Interpretive Summary:

Technical Abstract: Liamocins are unique heavier-than-water “oils” produced by certain strains of the fungus Aureobasidium pullulans. Liamocins have antibacterial activity with specificity for Streptococcus sp. Previous studies reported that liamocin yields were highest from strains of A. pullulans belonging to phylogenetic clades 8, 9, and 11, cultured on a specific basal medium containing sucrose. In this study, 26 strains of A. pullulans from these clades were examined for the first time for production of liamocins from agricultural biomass substrates.

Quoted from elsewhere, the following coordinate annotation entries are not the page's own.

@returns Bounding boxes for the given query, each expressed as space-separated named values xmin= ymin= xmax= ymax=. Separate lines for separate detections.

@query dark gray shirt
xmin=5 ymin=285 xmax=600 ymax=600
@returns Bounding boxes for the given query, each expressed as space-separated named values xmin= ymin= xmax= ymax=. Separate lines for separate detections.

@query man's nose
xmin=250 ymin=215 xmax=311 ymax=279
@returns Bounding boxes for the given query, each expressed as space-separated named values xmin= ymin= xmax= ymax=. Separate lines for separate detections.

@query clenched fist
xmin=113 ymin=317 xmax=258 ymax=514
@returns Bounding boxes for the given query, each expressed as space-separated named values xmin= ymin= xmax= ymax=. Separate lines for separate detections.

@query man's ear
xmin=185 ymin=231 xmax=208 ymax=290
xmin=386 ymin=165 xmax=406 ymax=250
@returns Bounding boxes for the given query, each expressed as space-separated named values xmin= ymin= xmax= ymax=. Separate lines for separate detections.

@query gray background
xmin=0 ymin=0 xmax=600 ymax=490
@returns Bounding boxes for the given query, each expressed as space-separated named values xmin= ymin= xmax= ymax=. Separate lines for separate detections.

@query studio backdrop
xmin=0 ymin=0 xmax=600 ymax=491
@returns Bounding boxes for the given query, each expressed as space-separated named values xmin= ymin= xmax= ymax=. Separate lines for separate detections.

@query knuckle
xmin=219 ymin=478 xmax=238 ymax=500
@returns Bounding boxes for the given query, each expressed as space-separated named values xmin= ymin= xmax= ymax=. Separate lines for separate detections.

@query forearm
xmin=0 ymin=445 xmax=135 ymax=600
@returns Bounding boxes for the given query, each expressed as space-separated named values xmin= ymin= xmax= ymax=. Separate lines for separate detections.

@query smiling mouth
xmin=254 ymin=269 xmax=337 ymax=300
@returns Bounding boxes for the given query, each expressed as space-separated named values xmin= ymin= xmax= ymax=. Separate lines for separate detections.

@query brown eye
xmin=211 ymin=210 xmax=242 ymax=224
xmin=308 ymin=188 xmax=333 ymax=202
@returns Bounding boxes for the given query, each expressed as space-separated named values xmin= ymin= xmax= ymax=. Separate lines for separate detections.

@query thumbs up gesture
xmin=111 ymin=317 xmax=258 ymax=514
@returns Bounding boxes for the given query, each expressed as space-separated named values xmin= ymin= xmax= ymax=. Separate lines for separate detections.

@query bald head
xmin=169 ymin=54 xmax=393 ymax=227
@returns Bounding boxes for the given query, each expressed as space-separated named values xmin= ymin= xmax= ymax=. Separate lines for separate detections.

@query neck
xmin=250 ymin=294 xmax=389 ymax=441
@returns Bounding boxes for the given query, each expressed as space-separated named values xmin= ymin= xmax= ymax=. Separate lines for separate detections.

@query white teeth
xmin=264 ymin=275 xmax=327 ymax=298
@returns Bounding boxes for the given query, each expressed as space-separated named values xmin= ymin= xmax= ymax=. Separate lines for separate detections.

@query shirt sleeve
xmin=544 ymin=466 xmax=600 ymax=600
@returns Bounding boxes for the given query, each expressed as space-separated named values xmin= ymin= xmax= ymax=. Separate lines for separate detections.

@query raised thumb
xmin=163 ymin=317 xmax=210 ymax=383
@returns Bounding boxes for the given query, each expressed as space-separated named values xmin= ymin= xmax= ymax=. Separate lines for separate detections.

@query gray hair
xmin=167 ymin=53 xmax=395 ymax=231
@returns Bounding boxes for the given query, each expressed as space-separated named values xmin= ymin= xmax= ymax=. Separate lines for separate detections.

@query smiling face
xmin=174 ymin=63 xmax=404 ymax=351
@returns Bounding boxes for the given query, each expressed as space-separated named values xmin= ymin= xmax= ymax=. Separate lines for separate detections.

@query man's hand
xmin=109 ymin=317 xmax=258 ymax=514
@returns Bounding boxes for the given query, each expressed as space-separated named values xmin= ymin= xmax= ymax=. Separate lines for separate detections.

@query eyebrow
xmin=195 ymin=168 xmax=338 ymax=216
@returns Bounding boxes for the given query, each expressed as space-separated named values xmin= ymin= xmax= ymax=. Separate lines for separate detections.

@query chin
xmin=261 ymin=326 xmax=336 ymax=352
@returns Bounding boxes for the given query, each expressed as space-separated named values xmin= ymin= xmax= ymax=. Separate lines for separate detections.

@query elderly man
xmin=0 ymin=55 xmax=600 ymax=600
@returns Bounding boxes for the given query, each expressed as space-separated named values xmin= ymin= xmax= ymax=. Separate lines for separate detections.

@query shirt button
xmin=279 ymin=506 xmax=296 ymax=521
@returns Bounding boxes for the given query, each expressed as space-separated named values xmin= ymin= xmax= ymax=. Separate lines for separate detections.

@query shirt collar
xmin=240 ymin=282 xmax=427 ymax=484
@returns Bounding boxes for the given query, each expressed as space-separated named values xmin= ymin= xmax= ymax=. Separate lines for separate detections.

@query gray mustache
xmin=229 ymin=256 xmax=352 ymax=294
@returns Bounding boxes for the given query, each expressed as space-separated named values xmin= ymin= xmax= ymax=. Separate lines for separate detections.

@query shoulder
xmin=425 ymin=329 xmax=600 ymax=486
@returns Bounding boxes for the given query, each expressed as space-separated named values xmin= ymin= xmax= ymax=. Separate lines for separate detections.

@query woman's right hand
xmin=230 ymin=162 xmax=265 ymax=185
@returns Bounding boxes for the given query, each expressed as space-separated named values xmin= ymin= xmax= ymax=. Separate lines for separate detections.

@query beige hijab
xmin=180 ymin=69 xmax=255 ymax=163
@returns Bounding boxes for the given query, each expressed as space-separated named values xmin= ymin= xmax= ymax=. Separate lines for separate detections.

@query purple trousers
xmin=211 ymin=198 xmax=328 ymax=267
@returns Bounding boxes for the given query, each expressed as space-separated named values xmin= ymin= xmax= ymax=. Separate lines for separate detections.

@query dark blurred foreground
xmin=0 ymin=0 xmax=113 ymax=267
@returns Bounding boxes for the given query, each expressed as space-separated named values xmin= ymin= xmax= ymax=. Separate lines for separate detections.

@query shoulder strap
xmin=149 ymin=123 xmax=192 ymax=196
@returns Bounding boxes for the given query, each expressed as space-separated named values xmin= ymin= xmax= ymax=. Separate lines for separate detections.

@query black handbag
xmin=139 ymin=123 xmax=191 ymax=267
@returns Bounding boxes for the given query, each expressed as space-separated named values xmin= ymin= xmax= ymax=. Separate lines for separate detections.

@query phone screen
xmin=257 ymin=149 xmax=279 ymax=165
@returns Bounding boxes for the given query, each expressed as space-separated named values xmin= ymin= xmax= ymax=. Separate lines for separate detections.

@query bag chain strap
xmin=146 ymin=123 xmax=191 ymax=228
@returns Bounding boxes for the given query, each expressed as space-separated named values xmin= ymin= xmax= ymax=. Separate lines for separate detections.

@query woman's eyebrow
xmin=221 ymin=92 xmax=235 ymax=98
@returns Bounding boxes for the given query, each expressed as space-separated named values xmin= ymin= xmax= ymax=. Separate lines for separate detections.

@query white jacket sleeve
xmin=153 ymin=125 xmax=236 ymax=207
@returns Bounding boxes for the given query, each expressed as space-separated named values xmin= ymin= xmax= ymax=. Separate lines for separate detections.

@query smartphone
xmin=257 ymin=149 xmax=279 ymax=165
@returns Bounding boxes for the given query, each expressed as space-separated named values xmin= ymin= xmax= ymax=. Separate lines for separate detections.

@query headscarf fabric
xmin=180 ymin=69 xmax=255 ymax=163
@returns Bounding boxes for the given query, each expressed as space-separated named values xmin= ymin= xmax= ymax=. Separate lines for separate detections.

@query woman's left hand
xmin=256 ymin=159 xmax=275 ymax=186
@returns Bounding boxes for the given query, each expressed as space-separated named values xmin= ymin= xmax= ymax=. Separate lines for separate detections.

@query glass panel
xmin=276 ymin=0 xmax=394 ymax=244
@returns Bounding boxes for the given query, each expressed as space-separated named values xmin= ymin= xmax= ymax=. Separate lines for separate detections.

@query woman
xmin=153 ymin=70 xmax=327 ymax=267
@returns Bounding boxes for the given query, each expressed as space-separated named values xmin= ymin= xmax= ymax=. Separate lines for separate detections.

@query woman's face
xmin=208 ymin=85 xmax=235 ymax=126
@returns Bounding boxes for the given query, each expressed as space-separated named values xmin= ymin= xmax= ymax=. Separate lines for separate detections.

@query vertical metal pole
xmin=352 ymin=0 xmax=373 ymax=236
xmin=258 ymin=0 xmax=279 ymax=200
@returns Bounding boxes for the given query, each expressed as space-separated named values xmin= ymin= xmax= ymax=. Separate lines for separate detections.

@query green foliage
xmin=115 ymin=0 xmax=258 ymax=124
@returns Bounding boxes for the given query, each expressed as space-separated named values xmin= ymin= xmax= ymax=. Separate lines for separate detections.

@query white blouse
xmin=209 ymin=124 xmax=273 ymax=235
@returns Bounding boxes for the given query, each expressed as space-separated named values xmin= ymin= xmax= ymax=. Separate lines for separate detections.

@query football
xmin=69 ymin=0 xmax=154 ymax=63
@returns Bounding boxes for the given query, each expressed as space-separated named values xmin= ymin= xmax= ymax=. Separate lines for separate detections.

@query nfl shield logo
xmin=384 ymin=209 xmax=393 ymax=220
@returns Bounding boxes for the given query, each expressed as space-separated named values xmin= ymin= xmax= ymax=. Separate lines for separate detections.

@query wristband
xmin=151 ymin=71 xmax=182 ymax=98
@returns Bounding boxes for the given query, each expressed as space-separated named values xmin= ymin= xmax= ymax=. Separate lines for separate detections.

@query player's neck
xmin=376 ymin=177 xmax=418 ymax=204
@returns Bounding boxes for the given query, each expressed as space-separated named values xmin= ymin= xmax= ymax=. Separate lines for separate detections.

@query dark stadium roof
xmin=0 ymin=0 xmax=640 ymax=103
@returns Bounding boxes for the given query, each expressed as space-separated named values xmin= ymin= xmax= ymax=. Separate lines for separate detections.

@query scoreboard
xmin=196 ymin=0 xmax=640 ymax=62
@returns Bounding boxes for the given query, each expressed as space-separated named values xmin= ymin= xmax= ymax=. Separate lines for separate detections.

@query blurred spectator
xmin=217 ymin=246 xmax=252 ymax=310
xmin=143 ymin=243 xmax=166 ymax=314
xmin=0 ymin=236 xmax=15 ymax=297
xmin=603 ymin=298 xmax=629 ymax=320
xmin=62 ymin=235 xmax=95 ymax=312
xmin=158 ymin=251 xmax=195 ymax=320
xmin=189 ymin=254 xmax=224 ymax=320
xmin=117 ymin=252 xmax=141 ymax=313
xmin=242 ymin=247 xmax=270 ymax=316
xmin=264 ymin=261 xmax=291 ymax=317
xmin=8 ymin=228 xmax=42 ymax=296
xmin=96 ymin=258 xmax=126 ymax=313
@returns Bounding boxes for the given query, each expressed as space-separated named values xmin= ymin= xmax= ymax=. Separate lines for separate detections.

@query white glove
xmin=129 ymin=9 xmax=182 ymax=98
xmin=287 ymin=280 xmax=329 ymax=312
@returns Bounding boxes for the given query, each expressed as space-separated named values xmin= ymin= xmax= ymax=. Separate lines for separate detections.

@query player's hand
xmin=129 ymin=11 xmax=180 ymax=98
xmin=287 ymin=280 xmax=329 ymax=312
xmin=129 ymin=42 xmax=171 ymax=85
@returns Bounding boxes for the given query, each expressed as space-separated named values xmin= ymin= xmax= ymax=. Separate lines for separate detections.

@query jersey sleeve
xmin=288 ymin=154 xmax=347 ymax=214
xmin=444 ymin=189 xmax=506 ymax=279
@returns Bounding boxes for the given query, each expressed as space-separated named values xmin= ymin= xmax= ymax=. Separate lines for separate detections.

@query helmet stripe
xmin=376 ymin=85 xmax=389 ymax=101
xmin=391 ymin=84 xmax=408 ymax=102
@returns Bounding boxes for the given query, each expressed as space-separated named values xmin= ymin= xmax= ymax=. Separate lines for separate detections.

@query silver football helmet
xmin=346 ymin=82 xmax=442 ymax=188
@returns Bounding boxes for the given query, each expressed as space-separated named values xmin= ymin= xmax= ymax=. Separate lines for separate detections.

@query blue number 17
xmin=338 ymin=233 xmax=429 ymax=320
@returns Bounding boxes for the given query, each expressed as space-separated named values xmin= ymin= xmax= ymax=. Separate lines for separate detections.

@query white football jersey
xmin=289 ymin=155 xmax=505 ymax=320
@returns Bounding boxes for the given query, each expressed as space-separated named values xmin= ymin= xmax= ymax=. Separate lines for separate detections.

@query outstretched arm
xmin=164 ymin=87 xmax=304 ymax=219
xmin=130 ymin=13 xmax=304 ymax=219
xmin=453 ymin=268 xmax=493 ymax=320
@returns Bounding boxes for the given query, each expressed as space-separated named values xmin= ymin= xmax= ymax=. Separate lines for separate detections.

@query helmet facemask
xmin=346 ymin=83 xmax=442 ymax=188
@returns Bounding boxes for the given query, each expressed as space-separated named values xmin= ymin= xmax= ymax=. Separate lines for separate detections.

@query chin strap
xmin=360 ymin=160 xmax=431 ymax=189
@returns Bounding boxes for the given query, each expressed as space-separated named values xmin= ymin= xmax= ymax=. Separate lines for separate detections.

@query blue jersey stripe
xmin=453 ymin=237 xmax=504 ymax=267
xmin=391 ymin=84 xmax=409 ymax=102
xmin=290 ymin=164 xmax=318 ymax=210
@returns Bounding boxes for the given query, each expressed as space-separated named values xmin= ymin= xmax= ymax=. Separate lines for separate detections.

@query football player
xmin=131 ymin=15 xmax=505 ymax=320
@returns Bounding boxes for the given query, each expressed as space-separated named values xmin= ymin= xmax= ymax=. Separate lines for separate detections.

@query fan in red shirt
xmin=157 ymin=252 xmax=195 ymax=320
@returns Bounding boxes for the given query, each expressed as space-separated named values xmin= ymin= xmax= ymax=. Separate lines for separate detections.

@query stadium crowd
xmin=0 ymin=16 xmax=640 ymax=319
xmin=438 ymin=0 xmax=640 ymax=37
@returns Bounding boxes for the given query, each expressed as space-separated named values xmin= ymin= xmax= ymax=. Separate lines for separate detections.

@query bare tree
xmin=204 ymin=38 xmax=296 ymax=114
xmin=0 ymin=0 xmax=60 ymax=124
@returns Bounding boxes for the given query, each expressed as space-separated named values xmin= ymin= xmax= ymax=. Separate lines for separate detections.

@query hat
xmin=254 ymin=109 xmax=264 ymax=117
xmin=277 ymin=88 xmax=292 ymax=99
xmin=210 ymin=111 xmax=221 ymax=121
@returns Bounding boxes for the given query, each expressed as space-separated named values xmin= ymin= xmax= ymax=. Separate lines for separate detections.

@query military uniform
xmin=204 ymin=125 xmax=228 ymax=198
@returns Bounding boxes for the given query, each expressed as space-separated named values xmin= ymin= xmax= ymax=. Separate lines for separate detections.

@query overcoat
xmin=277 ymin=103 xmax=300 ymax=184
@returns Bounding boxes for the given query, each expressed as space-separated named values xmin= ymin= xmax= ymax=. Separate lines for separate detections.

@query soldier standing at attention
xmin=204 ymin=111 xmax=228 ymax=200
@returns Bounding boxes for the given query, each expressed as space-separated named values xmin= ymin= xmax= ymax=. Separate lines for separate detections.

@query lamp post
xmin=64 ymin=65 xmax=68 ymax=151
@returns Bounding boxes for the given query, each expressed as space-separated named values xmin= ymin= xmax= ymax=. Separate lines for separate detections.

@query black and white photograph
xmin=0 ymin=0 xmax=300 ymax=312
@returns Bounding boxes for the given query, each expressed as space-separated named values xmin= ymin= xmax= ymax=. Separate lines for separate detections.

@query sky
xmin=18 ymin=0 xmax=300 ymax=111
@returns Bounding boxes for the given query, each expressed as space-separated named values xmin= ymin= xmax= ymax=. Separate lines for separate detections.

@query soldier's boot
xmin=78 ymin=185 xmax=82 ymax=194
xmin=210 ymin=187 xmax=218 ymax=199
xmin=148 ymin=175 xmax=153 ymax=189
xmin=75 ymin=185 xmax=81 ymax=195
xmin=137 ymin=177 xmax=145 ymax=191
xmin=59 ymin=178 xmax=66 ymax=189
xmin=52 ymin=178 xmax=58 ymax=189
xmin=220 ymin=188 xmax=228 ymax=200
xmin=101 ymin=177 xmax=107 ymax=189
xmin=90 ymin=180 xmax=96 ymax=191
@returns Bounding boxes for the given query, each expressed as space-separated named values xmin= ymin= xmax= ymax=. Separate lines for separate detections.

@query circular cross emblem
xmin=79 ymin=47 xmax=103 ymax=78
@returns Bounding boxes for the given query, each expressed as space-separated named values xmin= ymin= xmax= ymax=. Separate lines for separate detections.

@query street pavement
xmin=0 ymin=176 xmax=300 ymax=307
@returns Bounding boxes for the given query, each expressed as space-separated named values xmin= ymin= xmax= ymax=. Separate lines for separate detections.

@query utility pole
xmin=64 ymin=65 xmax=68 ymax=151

After seven days of growth, four strains produced at least 1.5 g of liamocins/L from medium containing 5% (w/v) alkaline hydrogen peroxide-pretreated wheat straw as a sole carbon source. Liamocins produced from wheat straw were free of the melanin contamination common in sucrose-grown cultures. Furthermore, MALDI-TOF MS analysis showed that liamocins produced from wheat straw were underacetylated, resulting in higher proportions of the mannitol-B1 species of liamocin, which has the highest biological activity against Streptococcus sp. Production of liamocins from low-cost agricultural biomass might be particularly appropriate for bulk agricultural applications, such as in dairy cattle dips for prevention of mastitis caused by Streptococcus sp.